Mechanism D: Endocrine resistance via chromatin cofactor dysfunction. Asxl2 directly participates in ERα activation and is required for recruitment of LSD1/UTX/MLL2 to E2-responsive promoters. Disrupting this axis could reduce dependence on estrogen signaling (decreasing endocrine sensitivity), or create compensatory transcriptional programs that sustain growth despite endocrine therapy. Either route can worsen survival in ER+ disease by accelerating recurrence under therapy, even if baseline ER positivity is retained. The tamoxifen-sensitive Asxl2–ERα interaction provides a concrete pharmacologic coupling point for this hypothesis.[
19]
Mechanism E: PR-DUB dysfunction increases transcriptional instability and stress tolerance.
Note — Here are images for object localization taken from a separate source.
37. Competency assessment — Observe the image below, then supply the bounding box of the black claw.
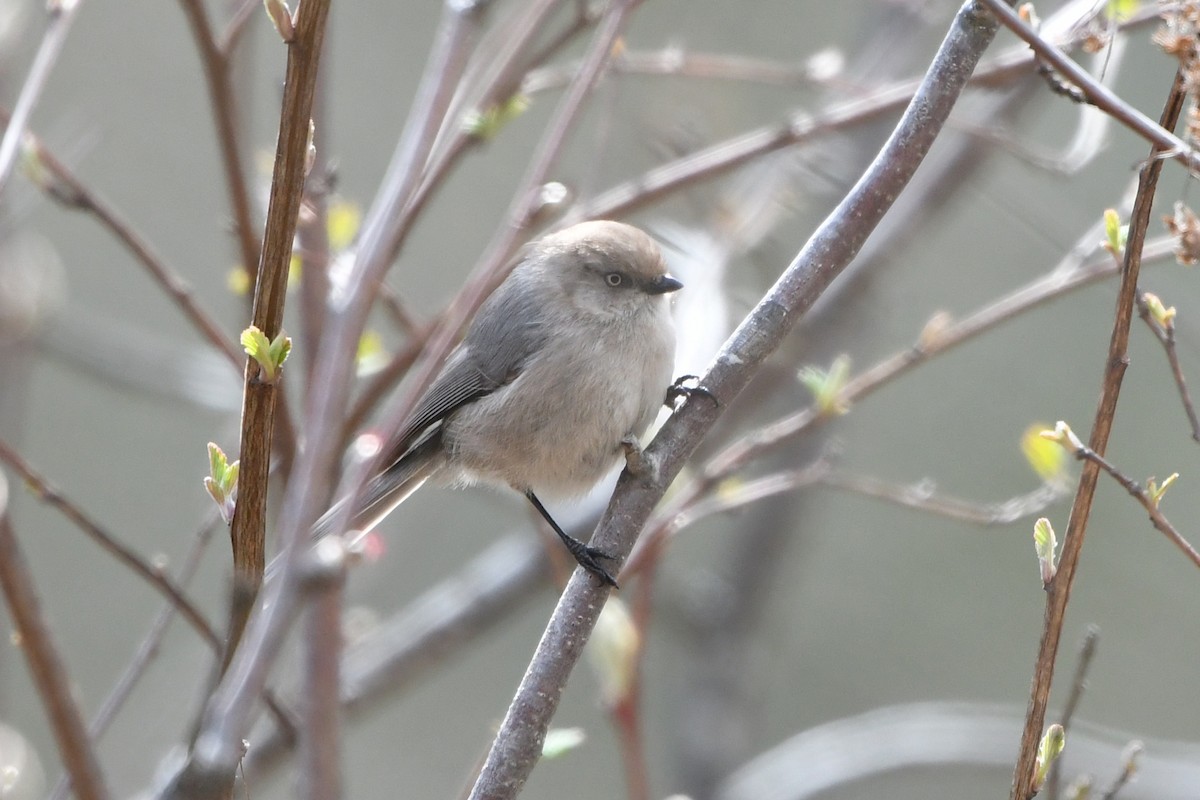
[666,374,717,409]
[559,535,620,588]
[525,490,619,588]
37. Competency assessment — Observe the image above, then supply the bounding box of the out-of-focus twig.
[0,473,111,800]
[240,534,546,782]
[298,540,347,800]
[0,437,219,647]
[0,0,84,197]
[177,0,260,281]
[47,514,226,800]
[11,116,241,367]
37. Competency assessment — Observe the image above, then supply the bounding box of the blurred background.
[0,1,1198,798]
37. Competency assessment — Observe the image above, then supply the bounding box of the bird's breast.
[442,307,675,497]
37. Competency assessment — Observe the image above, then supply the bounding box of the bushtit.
[332,220,682,585]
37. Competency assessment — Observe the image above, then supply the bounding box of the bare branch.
[0,473,111,800]
[0,0,84,196]
[1002,27,1189,799]
[468,4,1005,797]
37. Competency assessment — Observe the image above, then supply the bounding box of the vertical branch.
[467,3,1003,797]
[225,0,332,655]
[298,542,347,800]
[0,475,111,800]
[1009,68,1188,798]
[153,3,486,795]
[177,0,261,281]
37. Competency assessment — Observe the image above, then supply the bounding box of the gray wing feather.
[387,268,549,461]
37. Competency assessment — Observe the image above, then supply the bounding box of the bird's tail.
[265,435,442,582]
[314,433,442,540]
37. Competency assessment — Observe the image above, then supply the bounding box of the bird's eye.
[605,272,624,287]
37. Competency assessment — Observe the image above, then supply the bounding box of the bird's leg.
[665,374,717,409]
[525,491,618,588]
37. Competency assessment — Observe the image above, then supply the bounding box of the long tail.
[266,435,442,581]
[314,433,442,540]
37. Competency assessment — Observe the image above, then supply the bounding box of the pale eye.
[605,272,624,287]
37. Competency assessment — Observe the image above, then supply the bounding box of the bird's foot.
[558,533,619,588]
[665,374,717,410]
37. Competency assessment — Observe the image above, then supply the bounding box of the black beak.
[647,274,683,295]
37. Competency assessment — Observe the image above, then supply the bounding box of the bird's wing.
[388,271,549,458]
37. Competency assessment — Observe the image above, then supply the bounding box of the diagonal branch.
[467,3,1005,797]
[997,14,1190,800]
[0,474,111,800]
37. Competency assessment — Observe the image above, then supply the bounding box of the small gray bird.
[334,220,681,585]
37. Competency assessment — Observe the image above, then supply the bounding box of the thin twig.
[1135,293,1200,441]
[565,5,1162,225]
[298,541,348,800]
[217,0,259,55]
[468,5,1004,797]
[0,474,111,800]
[0,0,84,197]
[819,472,1067,527]
[522,47,847,94]
[13,120,241,367]
[1067,442,1200,568]
[979,0,1200,172]
[238,535,546,781]
[387,0,585,271]
[47,514,223,800]
[1046,625,1100,800]
[0,438,219,648]
[1002,34,1189,800]
[1099,741,1142,800]
[177,0,261,281]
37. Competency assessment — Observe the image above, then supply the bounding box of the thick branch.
[467,4,1003,797]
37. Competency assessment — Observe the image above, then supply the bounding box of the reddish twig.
[994,11,1189,793]
[0,474,111,800]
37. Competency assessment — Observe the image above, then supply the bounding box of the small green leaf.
[1105,0,1138,23]
[204,443,239,524]
[1147,473,1178,508]
[798,355,852,417]
[263,0,295,41]
[1033,723,1066,792]
[1033,517,1058,586]
[462,94,531,140]
[327,199,361,251]
[1102,209,1127,255]
[1142,291,1176,330]
[241,325,291,382]
[1021,423,1067,485]
[542,728,586,759]
[1039,420,1083,452]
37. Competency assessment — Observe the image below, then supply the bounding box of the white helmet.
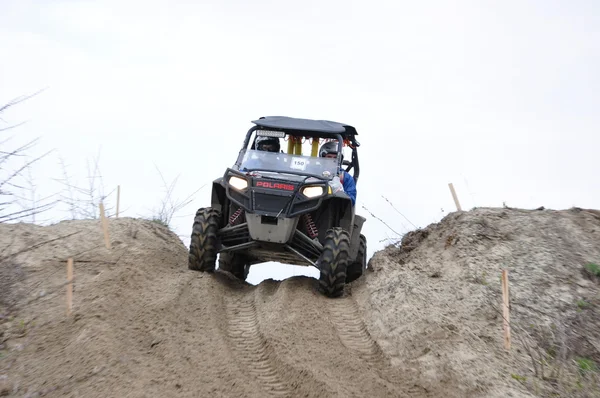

PR-DUB counteracts H2AK119ub1 accumulation and helps maintain expression of “critical genes” (including metabolic/homeostatic programs). ASXL2 mutations that impair PR-DUB assembly or recruitment (via FOXK1/2) could cause widespread epigenetic drift (H2AK119ub1 gain) and misregulation of gene sets that influence proliferation, survival under stress, immune evasion, and metastasis. Such broad reprogramming is a credible mechanism for worse OS.[
20]
Mechanism F: Prognosis emerges from co-mutation context and plasticity rather than ASXL2 alone. The EpiDriver framework emphasizes combinatorial effects: epigenetic regulator loss (including ASXL2) cooperates with oncogenic PIK3CA to accelerate tumor formation and increase phenotypic plasticity. If ASXL2 mutations are enriched in such cooperative contexts, the survival association could largely reflect a synthetic phenotype (plasticity-driven heterogeneity and therapy escape) rather than a single-gene effect.[
15]
To test these hypothetical mechanisms, we could suggest the following experimental/clinical investigations. Mutation-class stratification could separate ASXL2 truncating vs missense vs in-frame variants; testing whether specific classes correlate with ER IHC positivity but reduced ER transcriptional signatures would check Mechanism B) Chromatin readouts in ASXL2-mutant vs WT ER+ models could assess whether ER cistrome is preserved but chromatin state changes.(relevant for Mechanisms A, B, E). Endocrine response phenotyping could measure tamoxifen/fulvestrant sensitivity in ASXL2-edited ER+ organoids/PDXs and connect to LSD1/UTX recruitment and ER target expression (relevant for Mechanism D). Finally, lineage tracing / scRNA-seq in PIK3CA ± ASXL2 loss models could quantify basal to luminal conversion, ER/PR acquisition, and heterogeneity; in this case, relating plasticity metrics to metastatic propensity and survival surrogates would be relevant for checking Mechanisms C, F. Overall, these results suggest plausible hypotheses on the molecular mechanisms implementing the correlations described in subsections 1, 2 of Results, and suggest possible ways to verify these hypotheses.